Le 10 août dernier, un juge de San Francisco a ordonné à Lyft et Uber de reclasser leurs chauffeurs et chauffeuses indépendantes californiennes en salariées de plein droit. Une saga judiciaire qui dure depuis plusieurs années, et qui n'est pas près de s'achever, puisque la Cour d'appel a suspendu la décision quelques jours après, offrant un sursis aux deux compagnies.
Ces dernières pratiquent pourtant un lobbying intensif pour faire valoir leur point de vue. Selon Alison Stein, une économiste d'Uber, le prix des courses pourrait augmenter de 25% à 111% en Californie si les chauffeurs et chauffeuses étaient requalifiées en salariées, en raison des avantages afférents (heures supplémentaires, couverture maladie, etc.).
«Des prix plus élevés amèneraient à une réduction de la demande, qui pourrait chuter de 23% à 59% avec un impact d'autant plus important dans les zones déjà dépourvues de transport», met en garde Alison Stein.
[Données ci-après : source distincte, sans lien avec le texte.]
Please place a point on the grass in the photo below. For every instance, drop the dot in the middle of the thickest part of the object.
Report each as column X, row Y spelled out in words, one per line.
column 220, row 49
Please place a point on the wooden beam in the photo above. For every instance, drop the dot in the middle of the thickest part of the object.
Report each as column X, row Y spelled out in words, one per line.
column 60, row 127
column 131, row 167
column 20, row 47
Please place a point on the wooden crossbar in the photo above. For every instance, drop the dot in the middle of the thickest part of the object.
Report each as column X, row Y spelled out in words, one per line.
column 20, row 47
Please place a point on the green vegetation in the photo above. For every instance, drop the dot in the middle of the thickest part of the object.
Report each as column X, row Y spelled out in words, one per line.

Uber brandit également la menace de l'emploi, estimant que le nombre de chauffeurs actifs sur la plateforme pourrait diminuer de 25%.
«Alors que plus de 3 millions de Californiens sont au chômage, nos élus devraient se concentrer sur la création d'emplois, et non pas essayer de fermer une industrie entière en pleine dépression économique», fustige un porte-parole d'Uber dans Business Insider.
Enjeu mondial
Dans une tribune parue dans le New York Times le 10 août, le PDG de la compagnie, Dara Khosrowshahi, reconnaît toutefois que les VTC souffrent d'un manque d'avantages. «Notre système d'emploi actuel est dépassé et injuste», écrit le dirigeant, tout en réaffirmant que le principe de liberté est avant tout un souhait de ses employé·es.
«Des sondages montrent que deux chauffeurs sur trois stopperaient leur activité si la flexibilité était remise en question», atteste-t-il. Des sondages opportunément commandités par les sociétés de covoiturage elles-mêmes.
En France, la pression est aussi montée d'un cran en mars avec la requalification en salarié d'un ancien chauffeur Uber par la Cour de cassation, qui a estimé que le lien de subordination était caractérisé. En Allemagne, le tribunal d'instance de Francfort a estimé en décembre 2019 qu'Uber était un «loueur de voitures» et n'avait donc pas le droit d'exercer dans les conditions actuelles.
Le groupe à aussi perdu sa licence à Londres et à Bruxelles. Bref, Uber traverse une bien mauvaise passe alors que ses revenus sont en chute libre en raison de la crise du Covid-19. La société a encore creusé sa dette de 1,8 milliard de dollars [1,5 milliard d'euros] au deuxième trimestre.
En Californie, Uber et Lyft misent désormais sur un référendum visant à soutenir leur «Proposition 22», un compromis qui garantirait la flexibilité et certains avantages sociaux aux conducteurs et conductrices indépendantes. Les deux concurrents ont déjà dépensé des dizaines de millions de dollars pour organiser le scrutin et inciter au vote. Preuve que l'enjeu est de taille.